“Just to lie here in the sun with great white peaks all around me and the biggest glacier in Europe at my feet, to eat from time to time, to sleep a little and dream a great deal- it is a heavenly existence.”-George Leigh Mallory
“His great desire was for the spirit of man to exercise itself as freely and fearlessly and joyously as a climber on a hill.”– Cottie Sanders, close friend of George in his youth
The part of George Mallory that I love the most is George the dreamer. But, as much as I like to think he may be half-mortal, half-divinity, it is also the part of him that conflicts me the most. It is one of the great paradoxes of life that our dreams should so often separate us from our loved ones. For great ambition is an insatiable beast. To what extent should it be fed?
Perhaps George’s least admirable role was as a husband and father. Though he loved his wife and children dearly, he was absent much of the time. Ruth struggled with their long and frequent separations, but she approved and supported all of George’s ventures.
Peter and Leni Gillman, authors of George’s biography The Wildest Dream, said of Ruth that she was “generous and sympathetic, always trying to put herself in other people’s place, and feeling their hurts as if they were her own. She believed in the importance of honesty and of telling the truth. Ruth saw these qualities reflected in George, especially his emotional honesty and his readiness to bare his soul.” David Pye, a friend and biographer of George, said of the couple that “seldom were two people more perfectly adapted to the purpose of modifying, rounding off, and completing each other” and he felt that George’s marriage with Ruth made George a whole person.

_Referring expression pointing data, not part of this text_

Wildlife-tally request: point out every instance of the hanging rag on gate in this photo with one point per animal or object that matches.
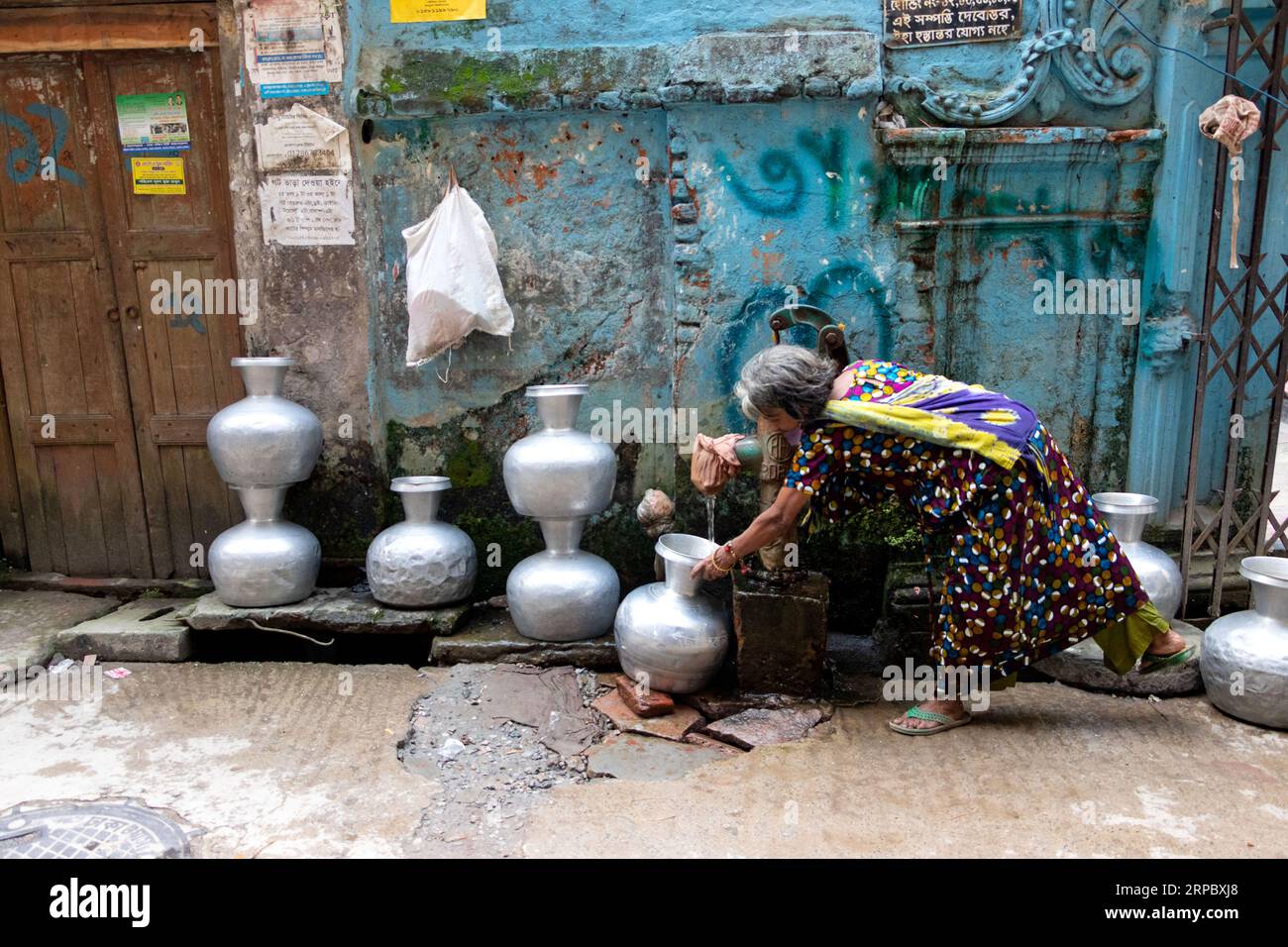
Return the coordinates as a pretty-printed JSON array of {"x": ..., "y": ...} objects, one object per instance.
[
  {"x": 1231, "y": 120},
  {"x": 452, "y": 283}
]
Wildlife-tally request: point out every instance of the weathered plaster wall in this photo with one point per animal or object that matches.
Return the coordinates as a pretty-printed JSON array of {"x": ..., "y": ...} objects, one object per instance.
[
  {"x": 313, "y": 305},
  {"x": 658, "y": 176}
]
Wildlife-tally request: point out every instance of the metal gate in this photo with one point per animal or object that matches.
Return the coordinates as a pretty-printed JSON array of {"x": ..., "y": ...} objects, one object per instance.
[{"x": 1243, "y": 333}]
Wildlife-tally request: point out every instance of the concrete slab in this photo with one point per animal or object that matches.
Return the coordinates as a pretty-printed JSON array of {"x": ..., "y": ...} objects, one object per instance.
[
  {"x": 140, "y": 630},
  {"x": 752, "y": 728},
  {"x": 269, "y": 759},
  {"x": 1047, "y": 771},
  {"x": 492, "y": 638},
  {"x": 649, "y": 759},
  {"x": 1083, "y": 665},
  {"x": 339, "y": 611},
  {"x": 117, "y": 587},
  {"x": 30, "y": 622},
  {"x": 303, "y": 761}
]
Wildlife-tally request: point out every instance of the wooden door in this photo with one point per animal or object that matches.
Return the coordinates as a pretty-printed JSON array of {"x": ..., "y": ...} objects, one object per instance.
[
  {"x": 75, "y": 471},
  {"x": 178, "y": 364},
  {"x": 103, "y": 466}
]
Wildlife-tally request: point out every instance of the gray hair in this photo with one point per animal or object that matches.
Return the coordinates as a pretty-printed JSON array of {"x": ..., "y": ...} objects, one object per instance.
[{"x": 789, "y": 377}]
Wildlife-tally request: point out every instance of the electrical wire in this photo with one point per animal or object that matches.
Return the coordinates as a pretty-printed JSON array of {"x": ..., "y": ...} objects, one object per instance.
[{"x": 1201, "y": 62}]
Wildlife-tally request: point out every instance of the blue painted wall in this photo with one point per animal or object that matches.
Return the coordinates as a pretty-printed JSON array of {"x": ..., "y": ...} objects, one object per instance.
[{"x": 660, "y": 176}]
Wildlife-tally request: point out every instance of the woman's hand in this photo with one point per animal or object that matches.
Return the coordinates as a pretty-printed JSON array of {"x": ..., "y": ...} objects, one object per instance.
[{"x": 713, "y": 462}]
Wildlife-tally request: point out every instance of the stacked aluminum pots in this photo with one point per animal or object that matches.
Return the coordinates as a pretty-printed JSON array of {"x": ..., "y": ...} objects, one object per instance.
[
  {"x": 1244, "y": 655},
  {"x": 561, "y": 476},
  {"x": 670, "y": 635},
  {"x": 261, "y": 446},
  {"x": 421, "y": 562},
  {"x": 1126, "y": 515}
]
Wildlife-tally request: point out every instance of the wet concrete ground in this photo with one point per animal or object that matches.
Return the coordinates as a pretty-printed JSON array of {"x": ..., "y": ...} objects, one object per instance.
[{"x": 300, "y": 759}]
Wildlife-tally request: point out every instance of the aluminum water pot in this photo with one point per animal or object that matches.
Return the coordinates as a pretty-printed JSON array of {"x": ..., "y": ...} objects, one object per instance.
[
  {"x": 1126, "y": 515},
  {"x": 265, "y": 560},
  {"x": 1243, "y": 656},
  {"x": 671, "y": 635},
  {"x": 565, "y": 592},
  {"x": 265, "y": 440},
  {"x": 421, "y": 561},
  {"x": 559, "y": 472}
]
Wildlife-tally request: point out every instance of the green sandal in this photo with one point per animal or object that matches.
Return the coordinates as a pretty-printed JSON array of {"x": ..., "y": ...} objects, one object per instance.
[
  {"x": 1153, "y": 663},
  {"x": 945, "y": 723}
]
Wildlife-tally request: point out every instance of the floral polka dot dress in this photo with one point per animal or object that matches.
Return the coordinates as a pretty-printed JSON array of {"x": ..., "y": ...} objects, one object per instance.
[{"x": 1031, "y": 569}]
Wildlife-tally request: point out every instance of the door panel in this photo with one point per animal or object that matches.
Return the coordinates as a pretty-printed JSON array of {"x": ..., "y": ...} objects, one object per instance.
[
  {"x": 65, "y": 393},
  {"x": 178, "y": 364}
]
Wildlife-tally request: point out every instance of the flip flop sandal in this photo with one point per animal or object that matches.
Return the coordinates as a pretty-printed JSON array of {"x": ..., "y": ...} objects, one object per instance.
[
  {"x": 1153, "y": 663},
  {"x": 945, "y": 723}
]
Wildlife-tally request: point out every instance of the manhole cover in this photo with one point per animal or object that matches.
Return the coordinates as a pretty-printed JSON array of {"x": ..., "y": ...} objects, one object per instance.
[{"x": 91, "y": 830}]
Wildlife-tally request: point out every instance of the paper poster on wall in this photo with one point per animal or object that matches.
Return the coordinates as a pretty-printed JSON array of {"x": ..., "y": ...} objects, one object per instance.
[
  {"x": 307, "y": 210},
  {"x": 433, "y": 11},
  {"x": 159, "y": 175},
  {"x": 301, "y": 141},
  {"x": 158, "y": 121},
  {"x": 292, "y": 47}
]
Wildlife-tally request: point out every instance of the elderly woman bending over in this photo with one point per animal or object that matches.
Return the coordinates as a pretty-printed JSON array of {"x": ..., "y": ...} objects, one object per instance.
[{"x": 1031, "y": 569}]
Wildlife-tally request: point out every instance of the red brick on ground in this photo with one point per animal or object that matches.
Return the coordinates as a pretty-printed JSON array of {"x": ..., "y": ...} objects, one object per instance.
[{"x": 644, "y": 701}]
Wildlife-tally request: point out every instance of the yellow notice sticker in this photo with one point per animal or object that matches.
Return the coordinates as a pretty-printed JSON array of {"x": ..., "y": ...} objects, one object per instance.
[
  {"x": 430, "y": 11},
  {"x": 158, "y": 175}
]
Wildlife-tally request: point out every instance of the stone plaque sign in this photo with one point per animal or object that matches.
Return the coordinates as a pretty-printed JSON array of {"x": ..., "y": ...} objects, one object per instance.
[{"x": 939, "y": 22}]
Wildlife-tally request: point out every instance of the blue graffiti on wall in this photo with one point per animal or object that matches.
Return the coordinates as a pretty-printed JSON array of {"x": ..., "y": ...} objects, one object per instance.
[
  {"x": 780, "y": 165},
  {"x": 29, "y": 154}
]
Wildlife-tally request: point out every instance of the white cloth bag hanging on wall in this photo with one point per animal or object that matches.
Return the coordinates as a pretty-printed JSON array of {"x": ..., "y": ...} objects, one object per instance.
[{"x": 452, "y": 282}]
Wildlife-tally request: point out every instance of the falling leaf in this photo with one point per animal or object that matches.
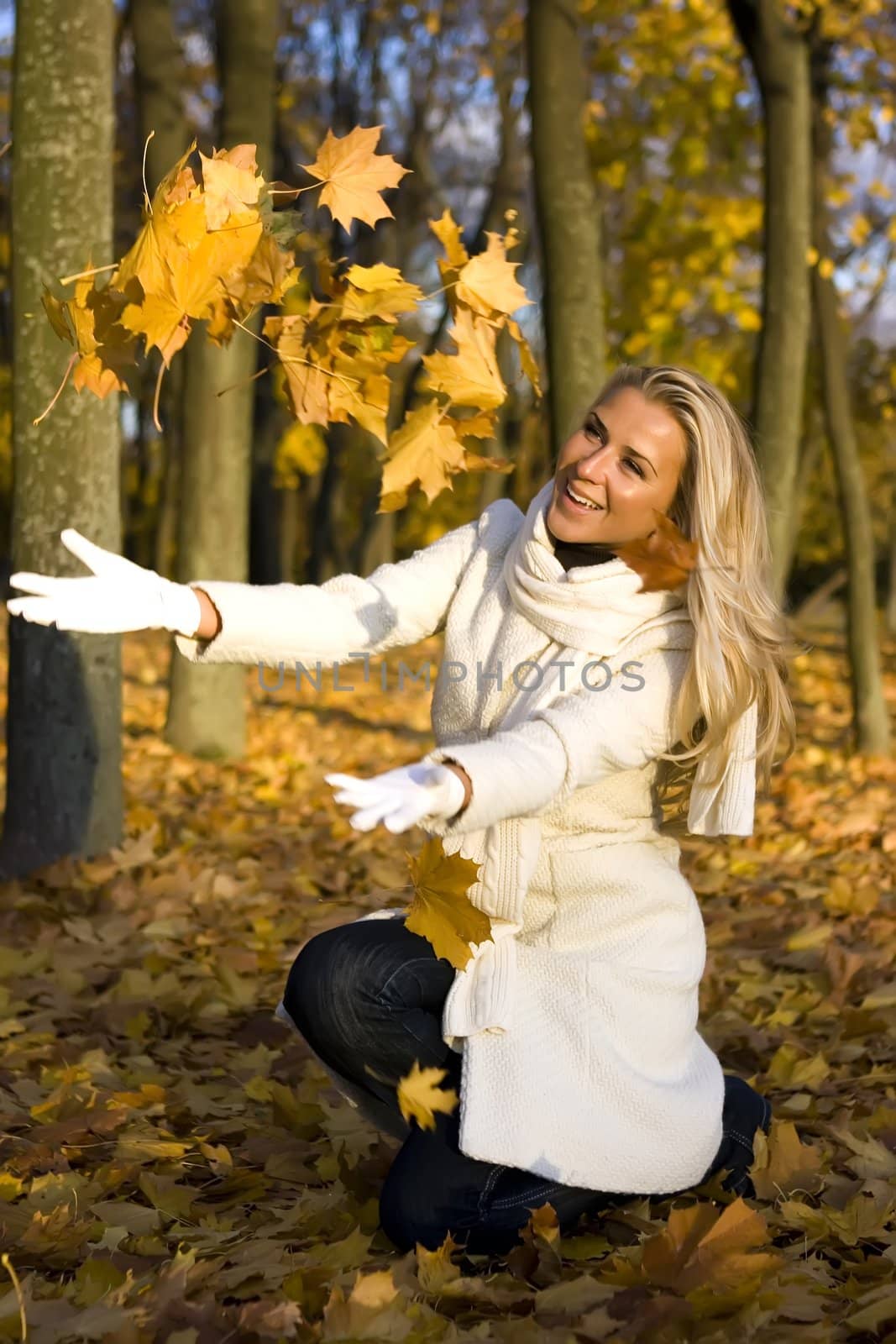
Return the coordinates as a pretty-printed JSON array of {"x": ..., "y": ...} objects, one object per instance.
[
  {"x": 419, "y": 1095},
  {"x": 488, "y": 284},
  {"x": 472, "y": 376},
  {"x": 441, "y": 911},
  {"x": 425, "y": 449}
]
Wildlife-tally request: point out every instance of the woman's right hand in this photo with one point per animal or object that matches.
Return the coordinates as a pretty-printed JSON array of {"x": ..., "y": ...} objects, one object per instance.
[{"x": 118, "y": 596}]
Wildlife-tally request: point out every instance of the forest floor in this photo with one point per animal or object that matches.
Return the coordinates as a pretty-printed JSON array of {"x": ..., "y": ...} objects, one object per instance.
[{"x": 176, "y": 1169}]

Just six days after their marriage, World War One began. “I feel so mixed up when I think of it” George wrote to a friend when he decided to join the British Army, “not wanting perfect safety for my own sake because I prefer adventure and want anyway to share those risks with my friends; but thinking so very differently where Ruth comes in. I’m afraid she’ll feel very sore when I’m out there.” After so many of his students had joined, George felt obliged to go too, but was conflicted about leaving Ruth behind. After World War One, George wrote to Ruth right before returning from France that “the only possible jar to our happiness will be my personal ambitions… You must be patient with me, my dearest one.” He acknowledged that he by nature preferred adventure and risk, but was not sure how to reconcile his personal desires with his relationship with Ruth.
Fortunately for George, Ruth was very patient. Clare, George’s eldest daughter, attested that she was also remarkably good at suppressing her anxieties and hiding her fears. All qualities that enabled George to be less conflicted while on his adventures.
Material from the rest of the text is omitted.